DCH Honors Nurse with DAISY Award

Each year, we take nominations and recognize an outstanding nurse at Decatur County Hospital with the DAISY Award.

The DAISY (Diseases Attacking the Immune System) Award is an international recognition program that honors and celebrates the skillful, compassionate care nurses provide every day. The DAISY Foundation was established by the family of J. Patrick Barnes after he died from complications of the auto-immune disease ITP in 1999. During his hospitalization, they deeply appreciated the care and compassion shown to Patrick and his entire family. When he died, they felt compelled to say “thank you” to nurses in a very public way. To learn more, visit DAISYFoundation.org.

This year we received nominations for five nurses: Jennifer Barker, Ali Boswell, Raven Perkins, Christel Wehling, and Elise Wells.

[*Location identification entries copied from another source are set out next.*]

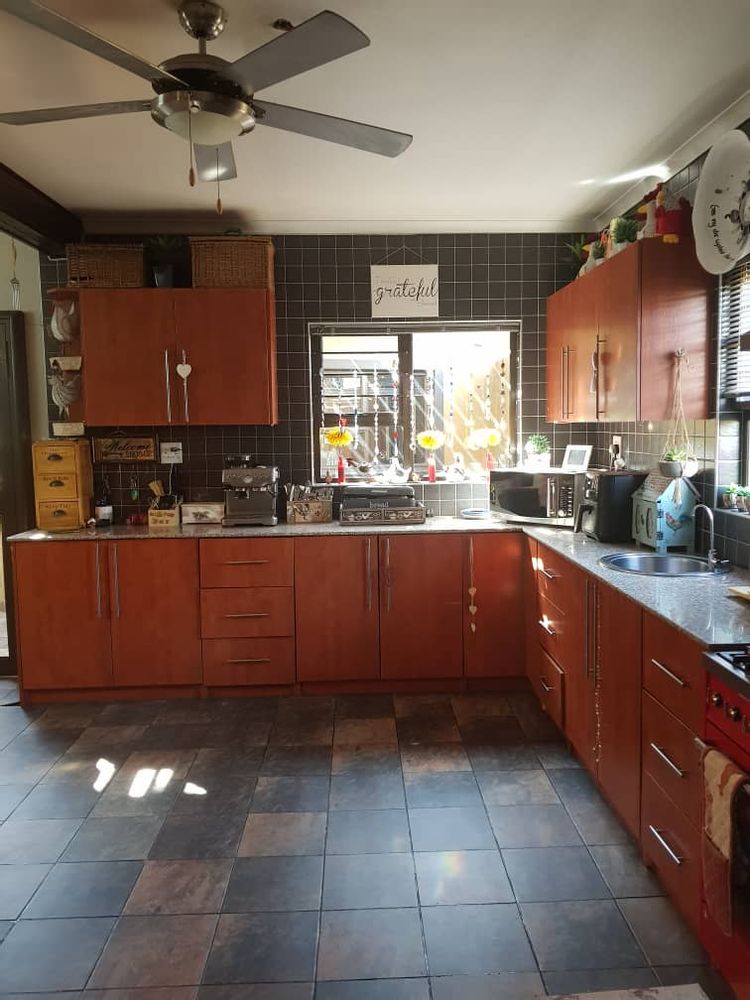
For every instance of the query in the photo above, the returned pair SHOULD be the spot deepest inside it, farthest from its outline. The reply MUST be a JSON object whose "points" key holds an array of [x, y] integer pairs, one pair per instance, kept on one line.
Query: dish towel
{"points": [[721, 781]]}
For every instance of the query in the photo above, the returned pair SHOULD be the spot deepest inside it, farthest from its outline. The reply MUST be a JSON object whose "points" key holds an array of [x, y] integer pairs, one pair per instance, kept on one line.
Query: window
{"points": [[403, 393]]}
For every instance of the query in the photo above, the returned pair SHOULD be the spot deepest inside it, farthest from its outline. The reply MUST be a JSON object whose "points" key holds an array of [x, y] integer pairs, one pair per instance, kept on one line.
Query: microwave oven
{"points": [[529, 496]]}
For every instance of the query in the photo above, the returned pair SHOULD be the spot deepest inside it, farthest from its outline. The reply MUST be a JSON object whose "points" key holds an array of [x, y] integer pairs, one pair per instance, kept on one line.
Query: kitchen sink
{"points": [[653, 564]]}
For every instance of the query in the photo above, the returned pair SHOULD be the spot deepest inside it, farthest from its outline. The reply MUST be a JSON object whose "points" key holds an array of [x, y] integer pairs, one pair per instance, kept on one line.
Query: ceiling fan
{"points": [[210, 101]]}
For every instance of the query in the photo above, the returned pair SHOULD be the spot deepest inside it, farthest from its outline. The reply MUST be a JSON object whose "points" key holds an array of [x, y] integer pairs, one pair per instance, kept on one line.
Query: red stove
{"points": [[728, 730]]}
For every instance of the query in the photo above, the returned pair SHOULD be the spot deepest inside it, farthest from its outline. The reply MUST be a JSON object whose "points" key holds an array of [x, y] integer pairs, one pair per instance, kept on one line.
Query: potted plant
{"points": [[537, 450]]}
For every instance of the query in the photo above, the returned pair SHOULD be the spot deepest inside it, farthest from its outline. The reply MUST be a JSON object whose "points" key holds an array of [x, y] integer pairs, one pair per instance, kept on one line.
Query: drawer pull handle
{"points": [[672, 676], [667, 760], [248, 614], [665, 846]]}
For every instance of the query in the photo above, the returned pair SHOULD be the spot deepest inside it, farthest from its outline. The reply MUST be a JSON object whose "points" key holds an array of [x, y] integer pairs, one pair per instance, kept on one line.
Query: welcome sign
{"points": [[404, 290]]}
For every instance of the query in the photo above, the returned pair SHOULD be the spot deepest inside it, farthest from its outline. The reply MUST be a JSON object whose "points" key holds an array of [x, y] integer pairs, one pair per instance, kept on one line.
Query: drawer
{"points": [[61, 515], [247, 612], [671, 846], [672, 758], [247, 562], [549, 684], [240, 662], [53, 486], [673, 672]]}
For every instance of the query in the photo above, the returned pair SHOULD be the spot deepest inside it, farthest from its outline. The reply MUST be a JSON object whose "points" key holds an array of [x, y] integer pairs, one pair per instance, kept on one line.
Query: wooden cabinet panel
{"points": [[337, 614], [245, 662], [154, 612], [128, 379], [247, 612], [62, 614], [226, 336], [247, 562], [619, 702], [494, 566], [420, 606], [673, 671], [672, 757]]}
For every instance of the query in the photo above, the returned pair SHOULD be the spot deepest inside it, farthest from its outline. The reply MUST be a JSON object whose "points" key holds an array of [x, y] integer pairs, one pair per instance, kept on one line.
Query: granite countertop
{"points": [[699, 606]]}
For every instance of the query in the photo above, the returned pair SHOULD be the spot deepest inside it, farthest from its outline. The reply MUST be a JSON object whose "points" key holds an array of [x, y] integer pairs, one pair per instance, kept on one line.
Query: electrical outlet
{"points": [[170, 452]]}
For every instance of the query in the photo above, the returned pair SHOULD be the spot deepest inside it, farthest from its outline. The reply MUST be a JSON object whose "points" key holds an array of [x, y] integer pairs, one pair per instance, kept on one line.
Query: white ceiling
{"points": [[512, 104]]}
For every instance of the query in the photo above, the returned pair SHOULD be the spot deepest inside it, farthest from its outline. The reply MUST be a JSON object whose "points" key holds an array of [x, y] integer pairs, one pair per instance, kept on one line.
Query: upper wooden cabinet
{"points": [[612, 335], [132, 341]]}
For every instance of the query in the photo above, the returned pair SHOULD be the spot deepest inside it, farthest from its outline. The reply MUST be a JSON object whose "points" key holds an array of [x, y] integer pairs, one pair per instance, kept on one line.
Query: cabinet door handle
{"points": [[167, 386], [672, 676], [116, 573], [672, 855], [667, 760]]}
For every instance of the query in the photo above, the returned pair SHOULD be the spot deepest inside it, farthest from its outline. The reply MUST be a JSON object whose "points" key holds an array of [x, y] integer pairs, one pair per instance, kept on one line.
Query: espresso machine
{"points": [[251, 492]]}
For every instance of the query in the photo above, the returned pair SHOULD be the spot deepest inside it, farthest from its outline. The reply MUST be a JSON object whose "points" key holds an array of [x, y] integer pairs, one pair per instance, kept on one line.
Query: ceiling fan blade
{"points": [[371, 138], [215, 162], [49, 20], [319, 40], [76, 111]]}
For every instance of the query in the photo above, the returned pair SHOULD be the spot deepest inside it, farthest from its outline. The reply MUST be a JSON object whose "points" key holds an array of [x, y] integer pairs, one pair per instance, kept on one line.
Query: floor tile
{"points": [[39, 955], [367, 791], [113, 839], [554, 873], [18, 883], [516, 788], [430, 757], [155, 951], [454, 877], [596, 980], [290, 795], [270, 884], [379, 881], [661, 932], [180, 887], [263, 947], [361, 831], [35, 841], [432, 790], [370, 944], [198, 837], [374, 989], [86, 889], [476, 939], [624, 872], [450, 829], [533, 826], [500, 986], [283, 834], [282, 760], [581, 935]]}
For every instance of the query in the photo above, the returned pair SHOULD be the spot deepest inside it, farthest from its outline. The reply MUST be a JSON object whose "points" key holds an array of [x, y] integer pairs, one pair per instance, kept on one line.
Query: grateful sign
{"points": [[404, 290]]}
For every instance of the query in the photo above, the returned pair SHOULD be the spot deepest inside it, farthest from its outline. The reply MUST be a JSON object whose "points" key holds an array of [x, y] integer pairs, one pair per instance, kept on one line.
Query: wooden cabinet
{"points": [[61, 591], [421, 606], [132, 341], [154, 612], [337, 608], [493, 633], [612, 335]]}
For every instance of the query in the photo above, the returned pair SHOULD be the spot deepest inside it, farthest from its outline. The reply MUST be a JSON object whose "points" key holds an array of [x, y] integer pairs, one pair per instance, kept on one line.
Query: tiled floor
{"points": [[378, 847]]}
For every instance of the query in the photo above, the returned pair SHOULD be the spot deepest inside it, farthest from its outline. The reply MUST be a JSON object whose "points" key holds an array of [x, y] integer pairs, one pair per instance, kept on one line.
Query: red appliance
{"points": [[728, 730]]}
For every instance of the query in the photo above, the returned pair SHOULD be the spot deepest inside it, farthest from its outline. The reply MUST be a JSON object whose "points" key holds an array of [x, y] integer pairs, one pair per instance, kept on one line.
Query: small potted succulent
{"points": [[537, 452]]}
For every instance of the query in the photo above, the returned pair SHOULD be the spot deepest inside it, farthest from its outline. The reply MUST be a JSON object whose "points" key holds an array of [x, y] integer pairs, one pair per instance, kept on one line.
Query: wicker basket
{"points": [[232, 261], [105, 265]]}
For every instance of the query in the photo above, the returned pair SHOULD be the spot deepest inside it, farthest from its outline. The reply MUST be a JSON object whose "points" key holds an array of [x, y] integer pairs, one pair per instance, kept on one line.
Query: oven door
{"points": [[731, 955]]}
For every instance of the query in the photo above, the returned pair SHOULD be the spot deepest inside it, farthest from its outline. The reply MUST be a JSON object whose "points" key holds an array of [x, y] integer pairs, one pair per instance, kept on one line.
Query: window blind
{"points": [[735, 333]]}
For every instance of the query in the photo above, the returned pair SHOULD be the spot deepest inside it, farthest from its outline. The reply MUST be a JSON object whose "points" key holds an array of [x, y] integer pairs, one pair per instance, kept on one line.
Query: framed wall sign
{"points": [[404, 290]]}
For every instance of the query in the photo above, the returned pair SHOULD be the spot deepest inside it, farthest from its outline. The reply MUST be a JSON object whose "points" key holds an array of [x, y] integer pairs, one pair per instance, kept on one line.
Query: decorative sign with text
{"points": [[404, 290]]}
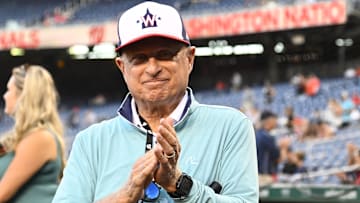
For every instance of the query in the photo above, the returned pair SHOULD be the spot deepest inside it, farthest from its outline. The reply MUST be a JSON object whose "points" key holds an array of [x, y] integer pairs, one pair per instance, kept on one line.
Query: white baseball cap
{"points": [[150, 19]]}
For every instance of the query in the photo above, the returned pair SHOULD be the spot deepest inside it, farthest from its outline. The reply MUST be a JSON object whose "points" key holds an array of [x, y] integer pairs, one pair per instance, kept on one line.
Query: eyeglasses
{"points": [[151, 193], [161, 55]]}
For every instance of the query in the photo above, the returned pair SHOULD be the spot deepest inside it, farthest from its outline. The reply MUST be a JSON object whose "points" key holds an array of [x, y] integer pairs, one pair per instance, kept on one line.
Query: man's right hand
{"points": [[141, 175]]}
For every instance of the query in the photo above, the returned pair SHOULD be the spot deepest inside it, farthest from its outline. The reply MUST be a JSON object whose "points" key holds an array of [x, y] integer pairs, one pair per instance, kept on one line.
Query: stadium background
{"points": [[326, 45]]}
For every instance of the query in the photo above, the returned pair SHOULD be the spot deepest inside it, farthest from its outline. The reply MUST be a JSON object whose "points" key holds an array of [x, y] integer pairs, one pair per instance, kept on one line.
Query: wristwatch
{"points": [[183, 187]]}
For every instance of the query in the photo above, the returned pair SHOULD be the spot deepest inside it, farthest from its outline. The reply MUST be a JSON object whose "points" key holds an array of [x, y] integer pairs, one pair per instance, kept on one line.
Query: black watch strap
{"points": [[183, 187]]}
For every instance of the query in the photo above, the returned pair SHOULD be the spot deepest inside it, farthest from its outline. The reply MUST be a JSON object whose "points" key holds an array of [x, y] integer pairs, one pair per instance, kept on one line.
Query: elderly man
{"points": [[164, 146]]}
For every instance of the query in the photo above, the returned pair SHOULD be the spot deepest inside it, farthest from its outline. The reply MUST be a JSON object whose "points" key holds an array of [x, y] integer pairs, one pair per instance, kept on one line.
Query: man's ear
{"points": [[121, 66]]}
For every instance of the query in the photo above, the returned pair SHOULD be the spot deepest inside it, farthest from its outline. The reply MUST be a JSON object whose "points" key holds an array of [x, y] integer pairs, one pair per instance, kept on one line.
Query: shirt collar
{"points": [[175, 115]]}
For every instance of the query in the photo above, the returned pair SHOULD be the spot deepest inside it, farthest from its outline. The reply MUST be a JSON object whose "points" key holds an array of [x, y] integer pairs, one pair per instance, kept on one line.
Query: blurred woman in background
{"points": [[32, 152]]}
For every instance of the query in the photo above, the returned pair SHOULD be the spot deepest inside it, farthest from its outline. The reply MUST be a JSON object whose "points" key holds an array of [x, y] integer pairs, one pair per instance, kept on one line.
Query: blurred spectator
{"points": [[220, 86], [250, 110], [347, 107], [311, 131], [98, 100], [248, 96], [236, 81], [287, 120], [312, 85], [350, 73], [90, 117], [332, 114], [298, 81], [294, 163], [356, 99], [353, 159], [269, 92], [74, 118], [269, 152]]}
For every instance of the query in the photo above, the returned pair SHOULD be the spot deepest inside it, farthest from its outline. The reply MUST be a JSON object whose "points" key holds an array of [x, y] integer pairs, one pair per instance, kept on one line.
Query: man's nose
{"points": [[153, 68]]}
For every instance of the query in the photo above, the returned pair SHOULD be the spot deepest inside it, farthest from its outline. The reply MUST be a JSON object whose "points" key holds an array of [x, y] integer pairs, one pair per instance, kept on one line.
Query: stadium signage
{"points": [[270, 19], [237, 23], [23, 39]]}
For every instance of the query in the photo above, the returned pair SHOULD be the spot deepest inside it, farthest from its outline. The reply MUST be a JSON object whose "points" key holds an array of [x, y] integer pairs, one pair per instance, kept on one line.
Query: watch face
{"points": [[183, 187]]}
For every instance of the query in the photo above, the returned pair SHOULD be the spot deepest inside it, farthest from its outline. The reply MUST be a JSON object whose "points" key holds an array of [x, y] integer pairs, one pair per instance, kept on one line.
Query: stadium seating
{"points": [[24, 11]]}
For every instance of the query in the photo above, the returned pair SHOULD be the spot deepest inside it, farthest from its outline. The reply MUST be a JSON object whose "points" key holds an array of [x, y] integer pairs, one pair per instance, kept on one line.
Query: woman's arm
{"points": [[31, 154]]}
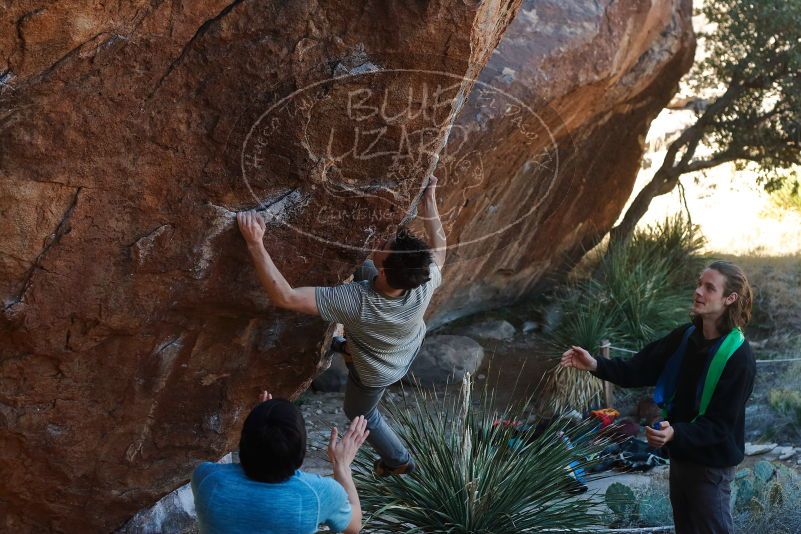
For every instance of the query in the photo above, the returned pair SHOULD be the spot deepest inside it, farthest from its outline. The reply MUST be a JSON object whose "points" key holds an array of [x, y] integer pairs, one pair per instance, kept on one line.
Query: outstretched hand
{"points": [[429, 201], [252, 226], [342, 452], [578, 358]]}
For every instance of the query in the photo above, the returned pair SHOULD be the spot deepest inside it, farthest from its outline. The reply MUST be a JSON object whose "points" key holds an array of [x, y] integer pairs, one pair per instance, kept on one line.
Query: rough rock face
{"points": [[134, 335], [555, 127], [445, 359]]}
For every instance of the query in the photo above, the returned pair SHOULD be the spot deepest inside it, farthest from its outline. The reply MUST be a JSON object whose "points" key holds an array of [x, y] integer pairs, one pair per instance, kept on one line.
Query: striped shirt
{"points": [[384, 333]]}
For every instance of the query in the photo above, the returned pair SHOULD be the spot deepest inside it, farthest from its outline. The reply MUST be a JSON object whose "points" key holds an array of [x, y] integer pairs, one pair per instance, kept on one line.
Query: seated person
{"points": [[267, 492]]}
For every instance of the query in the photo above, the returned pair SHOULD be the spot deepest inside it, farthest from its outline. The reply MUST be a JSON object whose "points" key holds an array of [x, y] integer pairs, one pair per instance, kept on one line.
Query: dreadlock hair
{"points": [[407, 265], [738, 313], [273, 441]]}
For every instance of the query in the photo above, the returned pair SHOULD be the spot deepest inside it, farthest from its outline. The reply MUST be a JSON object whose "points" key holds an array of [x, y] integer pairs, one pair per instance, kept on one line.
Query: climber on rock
{"points": [[382, 311], [704, 373]]}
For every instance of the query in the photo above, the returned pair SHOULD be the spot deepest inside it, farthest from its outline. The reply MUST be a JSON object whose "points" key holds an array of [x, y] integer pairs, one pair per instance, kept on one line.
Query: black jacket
{"points": [[717, 438]]}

During a presentation at Decatur County Hospital on Friday, May 13th, Kelly Barker, Chief Nursing Officer, had the following to say about this year’s DAISY Award winner:

“I’m thankful to get the opportunity to present this year’s Daisy Award to the exceptional nurse recipient who was chosen by their peers.  The Daisy Foundation was established in 1999 by members of the family of Patrick Barnes.  He was 33 years old when he died of complications of the autoimmune disease ITP, Idiopathic Thrombocytopenic Purpura.  Like many families we see every day who go through this kind of horrific loss, the Barnes family wanted to do something positive to honor the very special man Patrick was.  So, as they say, over a very “Liquid” dinner right after Pat’s death, the came up with Daisy – an acronym for Diseases Attacking the Immune System.  As they brainstormed what the Daisy foundation would actually do, they kept coming back to the one positive thing they held on to during Pat’s 8 – week illness:  the extraordinary care he and they received from Pat’s nurses.  The family was very impressed by the clinical care Pat’s nurses provided, but what really overwhelmed them was the compassion and kindness that his nurses brought to Pat’s bedside day in and day out.  The nurses’ sensitivity made a great difference in the Barnes’ experience, and they wanted to say Thank You for the extraordinary care they provide patients and families every day.  So, Pat’s family created the Daisy Award for extraordinary nurses.  What started out as a thank you from their family to nurses has grown into a meaningful recognition program embraced by thousands of healthcare organizations around the world to recognize the amazing care provided to patients.  We are very proud to partner with Daisy to recognize our extraordinary nurses here at Decatur County Hospital who function in all different capacities to deliver exceptional care, close to home and embody the values of Decatur County Hospital; they are dedicated, compassionate, and honest.

“The Daisy Award is given to a nurse who embodies the characteristics of compassion, kindness, and caring without expectations. All of our nominees are exceptional and each deserves the Daisy award. To pick one out of this extraordinary group is a bittersweet task. Ultimately, this year’s winner embodies all these attributes and more, as she truly represents not only the characteristics of a Daisy award winner but the heart of what makes Decatur County Hospital extraordinary.

“All too often we equate extraordinary nurses with clinical ability. While we always want the nurse at bedside to be the most clinically competent nurse we remember the compassion and care that any nurse provides us. The Daisy award focuses on the artful side or emotional side of nursing.  .” Virginia Henderson deemed the modern day Florence Nightengale and nursing theorist stated “the nurse is temporarily the consciousness of the unconscious, the love of life for the suicidal, the leg of the amputee, the eyes of the newly blind, a means of locomotion for the infant, the knowledge and confidence of the young mother, and a voice for those too weak to speak.

“This nurse, in the short time I have been fortunate to work with her, has fed the animals of admitted patients unable to do so, has left her belongings on the floor of the ED hallway on her way out the door of a very long shift to sit with a crying patient in the Ed who was in need of support. She shoulders the burden of all the things that no one else has a minute to stop and do, even though she is equally as busy. She has graciously jumped into a role that has desperately needed someone oozing compassion and caring and she has excelled, with little preparation. She shoulders the emotions and needs of patients and her colleagues, and is the biggest cheerleader for every one of us. Her impact on this hospital and those that walk through the doors is immeasurable. I am extraordinarily pleased to award this year’s Daisy award to Jennifer Barker. Please join me in congratulating her.”